The latest measures passed last August, after a renewed speculative attack on Spanish government bonds, include lifting the ban on employing a worker indefinitely on temporary labour contracts.

The government has already cut the public sector deficit from 11.1 percent of GDP in 2009 to 9.2 percent in 2010. The aim this year is to reduce the deficit to 6 percent and to the EU ceiling of 3 percent in 2013.

The idea of constitutional limits on debt levels was broached at the July 21 European Summit, when European Union leaders approved a new loan package for Greece and encouraged member states to implement fiscal discipline. Germany has already included this stipulation in its constitution, while France and Italy are working on it.

During a summit meeting on August 16 with French President Nicolas Sarkozy, German Chancellor Angela Merkel demanded that all countries take up the German model of a constitutionally mandated balanced budget and put their labour market to a stress test.

The deficit ceiling will be used by the next government to impose harsher austerity measures. Both parties have already stated they will introduce a new law limiting the deficit at 0.4 percent of the GDP (0.26 for the state and 0.14 for the regions), coming into effect from 2020.

A 0.4 deficit ceiling is excessively low. Vicenç Navarro, professor in public policy in the University Pompeu Fabra, pointed out that in the last 20 years, “neither the euro zone, nor the OECD has ever had a structural deficit of 0.4 percent in any year. Germany did it one year, the US three years, the UK four, and Spain four, at the expense, of course, of having the lowest public expenditure per capita in the EU15.”

EU15 refers to the number of member states prior to the accession of the east European states.

He continues, “GDP per capita in Spain is now 94 percent of the EU15 average; however, social spending per capita is only 74 percent of the EU15 average” and only 1 in 10 are employed in the public sector.

It is not excessive spending, but the cuts in taxes on large businesses and the rich that have caused problem in the public finances. One of the latest measures passed in August by the PSOE cut VAT to 4 percent on the purchase of new housing until the end of the year, benefitting the banks and the large real estate owners.

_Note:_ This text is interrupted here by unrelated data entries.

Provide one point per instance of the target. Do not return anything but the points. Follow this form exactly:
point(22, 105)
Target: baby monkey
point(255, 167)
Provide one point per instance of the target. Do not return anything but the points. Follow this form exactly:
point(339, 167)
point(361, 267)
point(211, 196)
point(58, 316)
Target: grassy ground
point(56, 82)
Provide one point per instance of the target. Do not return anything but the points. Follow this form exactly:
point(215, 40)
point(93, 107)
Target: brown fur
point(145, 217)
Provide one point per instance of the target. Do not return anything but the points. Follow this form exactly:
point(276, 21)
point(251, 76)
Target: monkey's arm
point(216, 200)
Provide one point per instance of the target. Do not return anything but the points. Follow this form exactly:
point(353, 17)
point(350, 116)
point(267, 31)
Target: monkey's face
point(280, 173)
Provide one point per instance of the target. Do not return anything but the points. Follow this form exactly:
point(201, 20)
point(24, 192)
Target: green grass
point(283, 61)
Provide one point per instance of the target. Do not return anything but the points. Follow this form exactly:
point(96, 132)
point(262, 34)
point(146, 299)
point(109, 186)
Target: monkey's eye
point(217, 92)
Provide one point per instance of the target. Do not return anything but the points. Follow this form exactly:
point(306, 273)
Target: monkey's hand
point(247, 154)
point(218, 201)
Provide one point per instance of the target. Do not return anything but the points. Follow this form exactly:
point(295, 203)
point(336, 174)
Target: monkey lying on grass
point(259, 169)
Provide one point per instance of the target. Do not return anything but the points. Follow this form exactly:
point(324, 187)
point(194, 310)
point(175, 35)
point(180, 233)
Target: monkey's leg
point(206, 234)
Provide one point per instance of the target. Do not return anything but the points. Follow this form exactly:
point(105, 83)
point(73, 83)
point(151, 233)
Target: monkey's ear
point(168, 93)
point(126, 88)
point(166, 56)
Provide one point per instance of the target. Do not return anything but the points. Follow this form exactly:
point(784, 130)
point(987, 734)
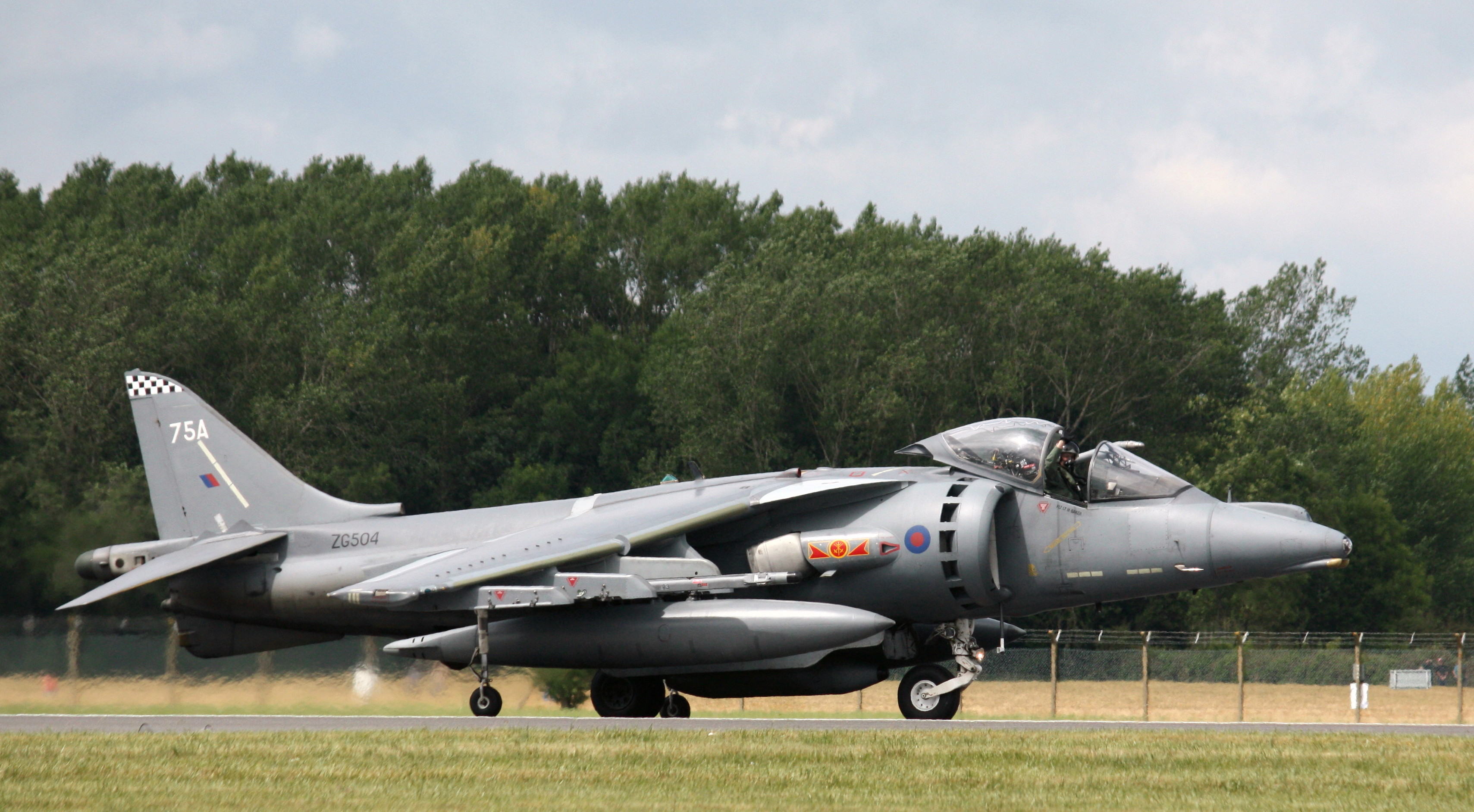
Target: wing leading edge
point(603, 531)
point(173, 563)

It was the favourite to replace Zapatero as PSOE leader, millionaire candidate Alfredo Perez Rubalcaba, who recommended that no precise spending cap be included in the reform, and that this be included in a separate law. He held a series of meetings within the PSOE to obtain backing for the reform, defending it as a measure to “show that Spain is a serious country”.

Zapatero also defended the reform as a “step toward strengthening confidence in the medium and long-term stability in the Spanish economy”.

The emphasis on reducing public spending by the two major parties is aimed solely at attacking the living conditions of the working population. The same government that talks of the need to reduce public spending in order to have a balanced budget abolished a wealth tax in April 2008, which brought in €2 billion in 2007.

This measure was accepted by Rubalcaba, who is now cynically asking for “an extra effort from those who have most”.

According to the conservative newspaper ABC, the PP would win 47.6 percent of the vote if national election were held now, compared with 35 percent for the PSOE as a result of its loss of support among working people.

The PSOE has followed a policy that is no different from the PP, creating the most favourable conditions for a conservative victory. The PP has already imposed harsh austerity measures in all the regional governments under its control, Castilla-La-Mancha being the best example. Regional President Maria de Cospedal took over from the PSOE after local elections on May 22. She intends to slash €1.7 billion in spending, mainly from education, public maintenance, pharmaceutical spending and scrapping commissions and agencies.

The passing of the constitution amendment with the support of both main parties shows that cuts are on the agenda, whoever wins the November elections.